Smoked and Barbecued Turkey Legs:
- 1/4 cup apple cider vinegar
- 1/4 cup honey
- 1/4 cup water
- 2-3 tablespoons lemon juice
- 1/2 cup BBQ dry rub seasoning
- *** 1-2 cups hickory wood chips
Combine mixture well and pour over turkey legs. Marinate up to 3 days. To smoke them soak your hickory chips at least 40 minutes. I smoked mine in the oven on this day because it was raining and unpleasant. If your lucky enough to have great weather absolutely try it on a charcoal grill or standard smoker.

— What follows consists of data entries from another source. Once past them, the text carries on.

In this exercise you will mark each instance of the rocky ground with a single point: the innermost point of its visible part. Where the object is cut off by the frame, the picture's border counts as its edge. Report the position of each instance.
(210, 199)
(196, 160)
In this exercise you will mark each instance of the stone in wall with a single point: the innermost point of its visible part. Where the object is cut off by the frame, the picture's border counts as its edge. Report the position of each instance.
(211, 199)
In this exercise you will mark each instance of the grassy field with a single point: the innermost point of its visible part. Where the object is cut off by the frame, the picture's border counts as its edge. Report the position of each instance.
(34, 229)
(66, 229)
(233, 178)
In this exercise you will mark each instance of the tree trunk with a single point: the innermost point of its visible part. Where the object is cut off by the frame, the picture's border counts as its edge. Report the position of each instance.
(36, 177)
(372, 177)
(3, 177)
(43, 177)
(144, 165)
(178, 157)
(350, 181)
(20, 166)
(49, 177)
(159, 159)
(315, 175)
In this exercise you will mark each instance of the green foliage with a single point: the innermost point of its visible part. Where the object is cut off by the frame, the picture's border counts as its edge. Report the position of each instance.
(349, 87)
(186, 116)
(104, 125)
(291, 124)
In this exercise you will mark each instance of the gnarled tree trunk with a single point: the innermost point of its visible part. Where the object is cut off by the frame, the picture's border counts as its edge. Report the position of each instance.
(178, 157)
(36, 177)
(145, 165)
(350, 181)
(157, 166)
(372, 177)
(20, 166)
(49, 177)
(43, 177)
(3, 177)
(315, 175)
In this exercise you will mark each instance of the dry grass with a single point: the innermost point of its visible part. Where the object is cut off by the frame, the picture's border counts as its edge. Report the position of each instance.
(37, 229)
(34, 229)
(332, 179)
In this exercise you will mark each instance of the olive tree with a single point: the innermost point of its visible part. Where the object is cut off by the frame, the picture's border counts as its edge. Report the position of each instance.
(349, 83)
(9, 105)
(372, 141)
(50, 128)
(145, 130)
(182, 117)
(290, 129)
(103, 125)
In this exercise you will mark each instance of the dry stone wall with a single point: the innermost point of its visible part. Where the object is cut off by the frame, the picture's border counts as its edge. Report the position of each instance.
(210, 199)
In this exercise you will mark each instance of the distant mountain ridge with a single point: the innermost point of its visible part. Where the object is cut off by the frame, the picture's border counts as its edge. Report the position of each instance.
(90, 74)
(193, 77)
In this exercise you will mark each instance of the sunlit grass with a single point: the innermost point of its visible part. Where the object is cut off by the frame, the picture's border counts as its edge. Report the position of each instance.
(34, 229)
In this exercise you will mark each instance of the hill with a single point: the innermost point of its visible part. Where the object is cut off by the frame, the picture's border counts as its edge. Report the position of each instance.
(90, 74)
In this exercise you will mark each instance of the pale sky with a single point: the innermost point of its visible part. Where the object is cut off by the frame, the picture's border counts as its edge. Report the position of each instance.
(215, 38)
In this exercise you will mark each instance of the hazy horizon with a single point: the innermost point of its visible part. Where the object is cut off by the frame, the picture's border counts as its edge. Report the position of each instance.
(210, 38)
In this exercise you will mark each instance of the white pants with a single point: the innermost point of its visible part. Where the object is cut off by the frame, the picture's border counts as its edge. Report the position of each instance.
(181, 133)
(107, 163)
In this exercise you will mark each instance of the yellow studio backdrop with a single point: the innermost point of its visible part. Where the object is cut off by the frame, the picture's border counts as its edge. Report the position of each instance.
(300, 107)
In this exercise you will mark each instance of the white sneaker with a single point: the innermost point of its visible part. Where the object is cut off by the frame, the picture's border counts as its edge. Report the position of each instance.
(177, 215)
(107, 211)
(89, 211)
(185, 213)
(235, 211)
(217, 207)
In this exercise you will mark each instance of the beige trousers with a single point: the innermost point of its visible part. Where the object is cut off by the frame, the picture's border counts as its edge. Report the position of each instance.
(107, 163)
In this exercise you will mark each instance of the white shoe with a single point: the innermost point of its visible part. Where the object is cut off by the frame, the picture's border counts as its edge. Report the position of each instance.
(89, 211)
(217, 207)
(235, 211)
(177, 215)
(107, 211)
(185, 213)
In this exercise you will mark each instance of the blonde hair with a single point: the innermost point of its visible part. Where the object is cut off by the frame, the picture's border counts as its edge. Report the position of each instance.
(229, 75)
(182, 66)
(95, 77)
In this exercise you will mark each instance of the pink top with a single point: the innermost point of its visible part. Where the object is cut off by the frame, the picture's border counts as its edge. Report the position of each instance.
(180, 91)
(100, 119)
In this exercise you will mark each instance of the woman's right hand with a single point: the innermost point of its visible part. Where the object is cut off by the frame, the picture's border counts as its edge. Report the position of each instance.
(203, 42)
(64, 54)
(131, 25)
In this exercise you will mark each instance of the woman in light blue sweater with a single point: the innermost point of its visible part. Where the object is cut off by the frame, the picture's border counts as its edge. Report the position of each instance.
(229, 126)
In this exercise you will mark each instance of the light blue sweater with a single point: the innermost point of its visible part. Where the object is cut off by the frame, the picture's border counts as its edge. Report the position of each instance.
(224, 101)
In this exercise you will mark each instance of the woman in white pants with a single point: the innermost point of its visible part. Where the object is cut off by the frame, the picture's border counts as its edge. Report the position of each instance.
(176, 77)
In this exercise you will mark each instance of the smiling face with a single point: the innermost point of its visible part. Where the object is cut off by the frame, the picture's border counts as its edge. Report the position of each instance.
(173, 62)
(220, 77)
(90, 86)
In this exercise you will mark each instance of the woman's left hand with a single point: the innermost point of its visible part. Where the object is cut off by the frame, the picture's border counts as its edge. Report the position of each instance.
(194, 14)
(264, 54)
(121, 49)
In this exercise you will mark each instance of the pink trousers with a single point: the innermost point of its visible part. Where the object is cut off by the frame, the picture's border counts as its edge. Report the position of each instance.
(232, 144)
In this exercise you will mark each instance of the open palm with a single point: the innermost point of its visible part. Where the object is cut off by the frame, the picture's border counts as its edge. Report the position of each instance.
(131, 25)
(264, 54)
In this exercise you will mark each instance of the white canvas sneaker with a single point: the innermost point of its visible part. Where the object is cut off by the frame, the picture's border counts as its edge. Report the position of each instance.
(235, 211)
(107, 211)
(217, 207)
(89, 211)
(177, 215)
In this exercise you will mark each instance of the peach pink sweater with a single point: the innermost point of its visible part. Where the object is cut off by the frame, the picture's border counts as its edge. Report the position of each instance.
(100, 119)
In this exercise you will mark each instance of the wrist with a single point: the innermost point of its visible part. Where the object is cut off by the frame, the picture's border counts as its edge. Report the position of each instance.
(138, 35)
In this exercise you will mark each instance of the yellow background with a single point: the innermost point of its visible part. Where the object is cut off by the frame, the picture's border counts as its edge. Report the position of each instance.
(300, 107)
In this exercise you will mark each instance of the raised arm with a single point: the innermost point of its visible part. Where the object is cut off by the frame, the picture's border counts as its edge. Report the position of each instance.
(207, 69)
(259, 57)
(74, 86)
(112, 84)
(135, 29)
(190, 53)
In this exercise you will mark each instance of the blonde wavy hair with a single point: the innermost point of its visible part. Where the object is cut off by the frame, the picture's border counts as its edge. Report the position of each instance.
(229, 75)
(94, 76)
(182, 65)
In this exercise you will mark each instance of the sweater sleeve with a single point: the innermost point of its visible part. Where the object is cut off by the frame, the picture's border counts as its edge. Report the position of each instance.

Oven method: Scatter soaked wood chips out on a baking sheet, I used a “scrap” pan that I use soley for steam when I make bread. If you don’t want to risk ruining a pan purchase a single use aluminum type pan. Place the chips under the broiler or torch until smoldering. Once the chips are smoking well you can put the legs in to smoke. Set the oven to 250 degrees. Drain the legs (reserving the liquid for your barbecue sauce) Place the turkey legs on top of a cooling rack on top of a sheet pan. Smoke for 2 hours. Flip over and cook an additional 2 hours. If your chips don’t seem to be smoking still periodically broil them. Last 20 minutes apply barbecue sauce.
- Reserved marinade
- 1/4 cup boiled cider, or cider reduction (about 1/2 cup cider reduced by half approximately)
- 1/2 cup ketchup
- 2 tablespoons whole grain mustard
- 2 tablespoons brown sugar
- pepper and hot sauce to taste*
Combine in a sauce pot and bring mixture to a rapid boil, since poultry was in this you want to be 100% sure to heat it properly. Once the mixture has boiled reduce to a simmer and simmer until its reduced by half approximately. Keep warm for turkey legs.